Joe Vas, the athletic director, told Bonac’s athletes last Thursday morning that he had no doubt they’d represent the school well and that his expectations for them were high.
Joe Vas, the athletic director, told Bonac’s athletes last Thursday morning that he had no doubt they’d represent the school well and that his expectations for them were high.
Jack Graves
“Go Hard, or Go Home”
By
Jack Graves

   The fall high school sports season is upon us, and from a Bonac fan’s perspective the prospects are bright. Just about all of East Hampton’s 11 teams seem to have legitimate shots at the playoffs.

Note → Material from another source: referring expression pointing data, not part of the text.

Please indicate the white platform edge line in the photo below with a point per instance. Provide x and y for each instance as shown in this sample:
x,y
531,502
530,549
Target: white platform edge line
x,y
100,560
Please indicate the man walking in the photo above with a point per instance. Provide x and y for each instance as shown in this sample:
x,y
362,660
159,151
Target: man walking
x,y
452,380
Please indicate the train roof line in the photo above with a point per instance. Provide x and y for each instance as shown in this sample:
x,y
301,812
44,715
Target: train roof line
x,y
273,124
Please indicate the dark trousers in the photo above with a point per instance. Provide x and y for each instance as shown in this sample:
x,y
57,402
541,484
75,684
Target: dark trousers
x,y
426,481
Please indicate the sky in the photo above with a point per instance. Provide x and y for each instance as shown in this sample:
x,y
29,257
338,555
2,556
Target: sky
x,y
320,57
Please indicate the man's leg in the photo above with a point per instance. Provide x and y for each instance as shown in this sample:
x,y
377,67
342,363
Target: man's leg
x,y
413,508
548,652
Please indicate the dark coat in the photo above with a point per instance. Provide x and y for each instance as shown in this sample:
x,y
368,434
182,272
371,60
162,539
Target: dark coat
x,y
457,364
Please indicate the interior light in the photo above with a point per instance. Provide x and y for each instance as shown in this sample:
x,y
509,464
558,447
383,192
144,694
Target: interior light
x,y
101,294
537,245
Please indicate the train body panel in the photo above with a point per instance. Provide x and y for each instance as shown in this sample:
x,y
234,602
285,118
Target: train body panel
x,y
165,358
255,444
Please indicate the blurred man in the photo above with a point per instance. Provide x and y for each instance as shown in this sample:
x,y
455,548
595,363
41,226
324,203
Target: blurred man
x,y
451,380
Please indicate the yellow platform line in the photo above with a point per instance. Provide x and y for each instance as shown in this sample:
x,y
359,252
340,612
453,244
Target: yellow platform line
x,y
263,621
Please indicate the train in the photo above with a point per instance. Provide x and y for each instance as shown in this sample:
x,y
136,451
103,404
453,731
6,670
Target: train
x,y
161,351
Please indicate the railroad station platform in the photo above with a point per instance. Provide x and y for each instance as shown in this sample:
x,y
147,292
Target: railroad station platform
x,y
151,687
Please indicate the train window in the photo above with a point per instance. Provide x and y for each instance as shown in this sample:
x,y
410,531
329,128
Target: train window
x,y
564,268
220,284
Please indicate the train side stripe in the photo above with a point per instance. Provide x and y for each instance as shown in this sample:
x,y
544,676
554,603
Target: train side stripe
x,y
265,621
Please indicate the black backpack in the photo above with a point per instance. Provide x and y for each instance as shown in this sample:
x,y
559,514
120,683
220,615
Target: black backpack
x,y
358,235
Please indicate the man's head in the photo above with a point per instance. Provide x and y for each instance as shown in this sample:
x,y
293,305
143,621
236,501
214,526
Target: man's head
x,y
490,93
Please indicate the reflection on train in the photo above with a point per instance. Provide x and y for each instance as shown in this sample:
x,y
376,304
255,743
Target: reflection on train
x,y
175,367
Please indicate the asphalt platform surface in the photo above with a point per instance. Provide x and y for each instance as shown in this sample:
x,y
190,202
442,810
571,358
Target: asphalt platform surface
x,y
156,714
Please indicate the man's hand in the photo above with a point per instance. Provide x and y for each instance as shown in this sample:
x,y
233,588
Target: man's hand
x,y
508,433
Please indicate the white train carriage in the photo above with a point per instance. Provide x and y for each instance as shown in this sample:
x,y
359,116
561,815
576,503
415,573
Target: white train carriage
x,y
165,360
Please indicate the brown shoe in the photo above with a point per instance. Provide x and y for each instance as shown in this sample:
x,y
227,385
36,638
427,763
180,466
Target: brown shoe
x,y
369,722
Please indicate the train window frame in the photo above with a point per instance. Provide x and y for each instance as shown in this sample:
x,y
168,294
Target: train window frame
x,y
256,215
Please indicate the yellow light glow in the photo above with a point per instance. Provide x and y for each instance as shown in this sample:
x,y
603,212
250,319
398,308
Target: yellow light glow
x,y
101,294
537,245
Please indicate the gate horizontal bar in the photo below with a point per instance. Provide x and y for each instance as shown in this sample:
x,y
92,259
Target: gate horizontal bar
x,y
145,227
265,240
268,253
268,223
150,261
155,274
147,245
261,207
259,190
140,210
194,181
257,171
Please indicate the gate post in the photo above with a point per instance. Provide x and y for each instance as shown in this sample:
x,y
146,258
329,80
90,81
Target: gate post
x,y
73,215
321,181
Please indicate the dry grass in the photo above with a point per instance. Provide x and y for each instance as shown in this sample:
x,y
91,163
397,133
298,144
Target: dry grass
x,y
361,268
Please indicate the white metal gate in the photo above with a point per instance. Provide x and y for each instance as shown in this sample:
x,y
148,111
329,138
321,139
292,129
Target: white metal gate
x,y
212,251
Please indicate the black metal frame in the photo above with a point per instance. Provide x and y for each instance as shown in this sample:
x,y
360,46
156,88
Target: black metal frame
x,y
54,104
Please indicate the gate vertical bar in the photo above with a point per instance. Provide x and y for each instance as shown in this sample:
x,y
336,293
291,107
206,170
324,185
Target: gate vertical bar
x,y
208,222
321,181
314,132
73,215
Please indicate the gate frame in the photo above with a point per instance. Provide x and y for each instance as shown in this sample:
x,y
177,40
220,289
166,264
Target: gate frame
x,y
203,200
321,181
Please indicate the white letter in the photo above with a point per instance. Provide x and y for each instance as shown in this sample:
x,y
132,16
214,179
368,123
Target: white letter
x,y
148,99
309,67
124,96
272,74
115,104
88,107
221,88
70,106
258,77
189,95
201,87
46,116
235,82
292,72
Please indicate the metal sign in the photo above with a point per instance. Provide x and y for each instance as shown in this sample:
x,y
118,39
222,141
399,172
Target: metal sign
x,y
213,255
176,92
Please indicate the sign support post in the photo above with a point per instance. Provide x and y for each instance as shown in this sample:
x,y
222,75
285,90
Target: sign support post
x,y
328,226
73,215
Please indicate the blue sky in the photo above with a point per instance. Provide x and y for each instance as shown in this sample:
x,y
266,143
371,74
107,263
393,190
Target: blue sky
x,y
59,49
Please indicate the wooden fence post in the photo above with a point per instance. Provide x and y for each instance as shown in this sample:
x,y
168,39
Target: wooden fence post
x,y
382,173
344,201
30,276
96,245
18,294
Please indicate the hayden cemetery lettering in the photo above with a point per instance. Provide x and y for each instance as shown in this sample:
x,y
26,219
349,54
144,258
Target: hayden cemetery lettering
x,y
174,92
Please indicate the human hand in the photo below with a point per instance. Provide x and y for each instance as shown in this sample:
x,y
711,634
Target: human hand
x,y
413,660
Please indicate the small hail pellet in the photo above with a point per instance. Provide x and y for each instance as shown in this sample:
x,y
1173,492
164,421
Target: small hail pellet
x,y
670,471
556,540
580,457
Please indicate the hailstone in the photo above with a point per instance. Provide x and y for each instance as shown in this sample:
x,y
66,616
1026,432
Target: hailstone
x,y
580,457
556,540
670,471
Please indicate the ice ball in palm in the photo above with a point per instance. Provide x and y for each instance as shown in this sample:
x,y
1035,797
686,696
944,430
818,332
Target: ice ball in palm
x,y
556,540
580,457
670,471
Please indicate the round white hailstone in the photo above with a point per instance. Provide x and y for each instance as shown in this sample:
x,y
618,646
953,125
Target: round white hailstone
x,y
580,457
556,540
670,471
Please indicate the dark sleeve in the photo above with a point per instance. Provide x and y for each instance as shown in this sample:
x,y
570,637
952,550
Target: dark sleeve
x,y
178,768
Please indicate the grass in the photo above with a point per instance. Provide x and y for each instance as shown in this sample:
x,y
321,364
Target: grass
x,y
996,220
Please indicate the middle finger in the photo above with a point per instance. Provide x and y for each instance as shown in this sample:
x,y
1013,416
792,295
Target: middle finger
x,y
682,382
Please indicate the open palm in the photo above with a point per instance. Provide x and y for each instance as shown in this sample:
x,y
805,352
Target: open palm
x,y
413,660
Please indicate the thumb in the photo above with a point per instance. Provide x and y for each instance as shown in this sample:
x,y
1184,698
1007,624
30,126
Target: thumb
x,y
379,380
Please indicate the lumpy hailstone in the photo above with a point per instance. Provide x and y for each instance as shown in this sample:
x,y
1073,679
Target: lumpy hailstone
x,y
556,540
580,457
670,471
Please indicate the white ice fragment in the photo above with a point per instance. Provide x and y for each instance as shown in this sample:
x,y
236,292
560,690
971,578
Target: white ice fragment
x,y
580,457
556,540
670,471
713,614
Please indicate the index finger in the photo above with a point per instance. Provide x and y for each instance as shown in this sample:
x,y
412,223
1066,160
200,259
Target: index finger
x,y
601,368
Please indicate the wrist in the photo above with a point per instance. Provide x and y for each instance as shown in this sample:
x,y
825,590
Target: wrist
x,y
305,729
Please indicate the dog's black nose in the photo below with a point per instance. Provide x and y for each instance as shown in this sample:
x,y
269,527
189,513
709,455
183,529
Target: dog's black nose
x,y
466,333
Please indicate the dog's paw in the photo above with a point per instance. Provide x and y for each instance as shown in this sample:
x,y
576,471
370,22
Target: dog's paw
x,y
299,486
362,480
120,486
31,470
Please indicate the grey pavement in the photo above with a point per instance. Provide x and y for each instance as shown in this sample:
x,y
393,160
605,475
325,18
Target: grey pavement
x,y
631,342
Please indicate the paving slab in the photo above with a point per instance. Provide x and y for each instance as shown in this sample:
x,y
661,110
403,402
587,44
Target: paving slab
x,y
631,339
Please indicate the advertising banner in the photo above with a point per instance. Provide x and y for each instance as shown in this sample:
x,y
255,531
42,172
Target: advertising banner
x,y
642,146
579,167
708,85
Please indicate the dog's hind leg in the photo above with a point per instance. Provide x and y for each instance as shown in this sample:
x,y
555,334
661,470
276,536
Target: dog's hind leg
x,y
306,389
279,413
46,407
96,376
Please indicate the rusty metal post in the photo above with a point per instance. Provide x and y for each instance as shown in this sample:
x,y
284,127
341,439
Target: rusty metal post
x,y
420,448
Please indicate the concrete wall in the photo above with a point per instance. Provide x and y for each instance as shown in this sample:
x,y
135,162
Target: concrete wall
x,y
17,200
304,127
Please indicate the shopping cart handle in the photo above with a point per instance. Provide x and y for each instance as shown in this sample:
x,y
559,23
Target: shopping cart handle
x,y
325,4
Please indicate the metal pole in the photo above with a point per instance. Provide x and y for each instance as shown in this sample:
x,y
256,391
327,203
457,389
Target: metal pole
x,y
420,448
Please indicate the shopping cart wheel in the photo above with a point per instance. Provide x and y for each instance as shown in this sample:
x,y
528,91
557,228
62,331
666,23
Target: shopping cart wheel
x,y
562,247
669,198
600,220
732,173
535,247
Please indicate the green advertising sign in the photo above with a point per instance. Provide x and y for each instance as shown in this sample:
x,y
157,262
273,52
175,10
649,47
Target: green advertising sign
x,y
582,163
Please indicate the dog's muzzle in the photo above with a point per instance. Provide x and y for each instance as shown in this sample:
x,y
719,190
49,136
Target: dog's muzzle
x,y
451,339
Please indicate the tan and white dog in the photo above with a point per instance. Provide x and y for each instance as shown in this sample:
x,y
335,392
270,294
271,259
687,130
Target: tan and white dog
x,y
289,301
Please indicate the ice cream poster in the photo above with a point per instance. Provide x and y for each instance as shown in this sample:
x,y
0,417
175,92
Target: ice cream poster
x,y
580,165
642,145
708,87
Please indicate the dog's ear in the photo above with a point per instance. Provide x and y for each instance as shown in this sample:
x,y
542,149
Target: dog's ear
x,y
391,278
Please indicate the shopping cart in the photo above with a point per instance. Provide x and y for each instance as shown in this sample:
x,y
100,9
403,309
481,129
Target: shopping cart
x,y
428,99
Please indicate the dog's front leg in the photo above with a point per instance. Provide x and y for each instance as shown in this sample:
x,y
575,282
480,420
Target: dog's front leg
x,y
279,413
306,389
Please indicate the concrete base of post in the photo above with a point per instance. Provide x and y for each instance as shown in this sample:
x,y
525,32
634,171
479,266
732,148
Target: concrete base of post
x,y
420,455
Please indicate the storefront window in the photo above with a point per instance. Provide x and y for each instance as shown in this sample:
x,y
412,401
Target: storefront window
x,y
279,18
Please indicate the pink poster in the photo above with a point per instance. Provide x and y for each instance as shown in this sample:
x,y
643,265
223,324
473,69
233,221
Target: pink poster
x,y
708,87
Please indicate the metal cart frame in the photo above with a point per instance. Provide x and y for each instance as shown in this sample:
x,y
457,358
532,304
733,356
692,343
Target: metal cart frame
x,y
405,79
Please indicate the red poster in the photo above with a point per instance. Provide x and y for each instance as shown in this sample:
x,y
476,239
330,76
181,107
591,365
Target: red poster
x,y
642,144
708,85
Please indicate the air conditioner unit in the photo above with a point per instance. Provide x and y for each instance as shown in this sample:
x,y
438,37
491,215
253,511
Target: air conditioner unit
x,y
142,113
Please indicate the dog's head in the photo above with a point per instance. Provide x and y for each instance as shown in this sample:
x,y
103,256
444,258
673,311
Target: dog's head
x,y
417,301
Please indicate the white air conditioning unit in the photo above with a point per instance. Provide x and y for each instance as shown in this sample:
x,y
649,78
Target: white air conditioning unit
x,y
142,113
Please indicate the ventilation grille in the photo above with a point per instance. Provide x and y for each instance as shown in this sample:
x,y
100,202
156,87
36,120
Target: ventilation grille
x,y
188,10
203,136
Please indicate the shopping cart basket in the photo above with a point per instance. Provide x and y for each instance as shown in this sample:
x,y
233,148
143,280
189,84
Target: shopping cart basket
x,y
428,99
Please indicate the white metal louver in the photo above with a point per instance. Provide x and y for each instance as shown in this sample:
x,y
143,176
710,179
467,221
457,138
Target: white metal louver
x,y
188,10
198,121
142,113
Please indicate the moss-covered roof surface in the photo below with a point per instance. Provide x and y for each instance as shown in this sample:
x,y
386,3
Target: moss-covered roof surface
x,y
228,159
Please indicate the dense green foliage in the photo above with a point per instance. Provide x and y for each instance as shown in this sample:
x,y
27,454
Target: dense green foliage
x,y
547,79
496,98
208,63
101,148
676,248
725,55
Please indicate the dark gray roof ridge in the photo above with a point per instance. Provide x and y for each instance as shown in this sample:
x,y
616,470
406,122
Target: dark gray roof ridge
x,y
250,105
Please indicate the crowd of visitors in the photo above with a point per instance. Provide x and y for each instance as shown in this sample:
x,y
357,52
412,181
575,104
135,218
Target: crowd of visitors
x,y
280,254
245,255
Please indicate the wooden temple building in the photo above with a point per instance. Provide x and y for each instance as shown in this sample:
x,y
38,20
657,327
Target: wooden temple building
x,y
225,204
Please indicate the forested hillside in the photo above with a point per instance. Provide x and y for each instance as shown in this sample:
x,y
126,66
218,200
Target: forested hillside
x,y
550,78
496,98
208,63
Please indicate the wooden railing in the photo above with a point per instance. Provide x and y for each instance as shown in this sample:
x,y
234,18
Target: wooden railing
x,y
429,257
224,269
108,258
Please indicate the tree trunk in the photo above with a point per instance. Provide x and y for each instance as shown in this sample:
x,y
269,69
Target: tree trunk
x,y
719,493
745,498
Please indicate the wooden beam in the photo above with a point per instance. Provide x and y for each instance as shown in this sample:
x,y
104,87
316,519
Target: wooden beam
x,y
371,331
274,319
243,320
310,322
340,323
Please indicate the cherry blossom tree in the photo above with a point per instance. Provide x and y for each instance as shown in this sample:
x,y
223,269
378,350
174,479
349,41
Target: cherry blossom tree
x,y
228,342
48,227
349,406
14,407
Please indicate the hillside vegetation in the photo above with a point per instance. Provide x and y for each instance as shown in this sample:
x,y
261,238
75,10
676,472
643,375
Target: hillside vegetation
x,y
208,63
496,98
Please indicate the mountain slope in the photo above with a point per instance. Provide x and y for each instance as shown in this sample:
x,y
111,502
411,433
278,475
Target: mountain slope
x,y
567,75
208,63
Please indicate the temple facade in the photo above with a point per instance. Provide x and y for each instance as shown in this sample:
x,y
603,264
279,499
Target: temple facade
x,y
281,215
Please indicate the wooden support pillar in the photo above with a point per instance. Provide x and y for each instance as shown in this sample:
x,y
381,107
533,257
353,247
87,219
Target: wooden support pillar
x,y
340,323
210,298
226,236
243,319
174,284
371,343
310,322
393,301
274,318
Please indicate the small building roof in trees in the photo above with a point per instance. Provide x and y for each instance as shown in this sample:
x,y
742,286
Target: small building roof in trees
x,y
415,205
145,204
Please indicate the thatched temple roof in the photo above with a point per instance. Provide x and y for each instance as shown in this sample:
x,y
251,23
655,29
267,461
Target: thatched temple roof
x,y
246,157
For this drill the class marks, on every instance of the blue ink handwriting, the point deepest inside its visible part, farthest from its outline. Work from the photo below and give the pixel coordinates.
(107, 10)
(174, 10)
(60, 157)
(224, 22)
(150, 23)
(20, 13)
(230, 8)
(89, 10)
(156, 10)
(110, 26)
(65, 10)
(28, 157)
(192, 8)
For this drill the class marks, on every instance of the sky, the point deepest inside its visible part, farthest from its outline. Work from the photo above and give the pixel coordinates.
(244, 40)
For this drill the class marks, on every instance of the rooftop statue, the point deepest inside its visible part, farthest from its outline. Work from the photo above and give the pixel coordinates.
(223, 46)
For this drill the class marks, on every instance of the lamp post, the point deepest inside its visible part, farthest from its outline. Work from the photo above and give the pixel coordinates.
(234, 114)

    Last year, nine of the 11 — football and field hockey being the only exceptions — made the postseason. This year, football, having cut ties (at least temporarily) with Pierson at the varsity level, reportedly has a shot. The team’s preseason ranking was sixth among 14 Conference IV schools; eight will make the playoffs. And field hockey, which just missed the playoffs last year despite a major upset of Rocky Point as the regular season wound down, has very good numbers, according to the team’s coach, Becky Schwartz, and “a very good forward line.”

    With Meghan Dombkowski’s graduation “there’s no monster free-hitter, but we should be okay.”

    Leonela Acevedo, a sophomore, has come up from Robyn Mott’s junior varsity, and has, said Schwartz, “improved tremendously.”

    Her chief problem these days, the coach said following Friday morning’s practice, has to do with surfaces. “Just about all our away games are going to be played on grass, while all our home games will be played on turf, and there’s a great difference in the two.” Moreover, she said, “the grass fields up west are nowhere as smooth as ours, and often you’re playing in goose poop.”

   The pink T-shirts Schwartz and Mott have had printed up say “Go Hard, or Go Home.”

Sentiments very much akin to those were expressed Friday morning by Rich King, who coaches the defending-county-champion boys soccer team. Summoning his boys around him during a finishing drill, he urged the players to put out more effort. They were talented, no doubt, but if they did not go all out in practices they would regret it come gametime.

“As soon as you become comfortable doing the uncomfortable, you’ll be on your way to becoming a better player,” King told his charges, before resuming the drill, after which they did wind sprints.

As for the coming season, he said, “We’ve got 20 returnees. We’ve got the most depth we [he and Don McGovern] have ever had. Though we lost 85 percent of our scoring with the graduation of Mario [Olaya, one of the top scorers in the county last fall] and Milton [Farez], the main thing Don and I like about this team is that we’ve got five or six kids who are capable of scoring 10 goals each. Also, when we sub, there won’t be any drop-off. That’s different from the past.”

    He would keep 26 or 27 players on the varsity squad, said King. Steve Tseperkas, the jayvee coach, has 30 at the moment, though some cuts may have to be made.

    King chose not to compete in the East End Cup tournament this fall — which his team won last year — so that he could schedule tough nonleague games. The Bonackers are to play last year’s top-seeded AA team, Sachem East, at Sachem East Monday night. They are to play at Jericho, the 2011 Class A state champion and the team that edged the Olaya-less Bonackers for the Long Island regional title — on Sept. 15. That 11 a.m. game is to be televised by MSG Varsity, King said. The league season, he said, is to begin Sept. 18.

    Shoreham-Wading River, the winner of a summer league in which East Hampton did not compete, was awarded the top Class A seed in the preseason coaches’ rankings, with East Hampton ranked second. Miller Place and John Glenn would also be in the top four, said King, who added that “the preseason rankings don’t mean anything — the ranking that counts is the ranking you have on Nov. 7, the day of the county finals.”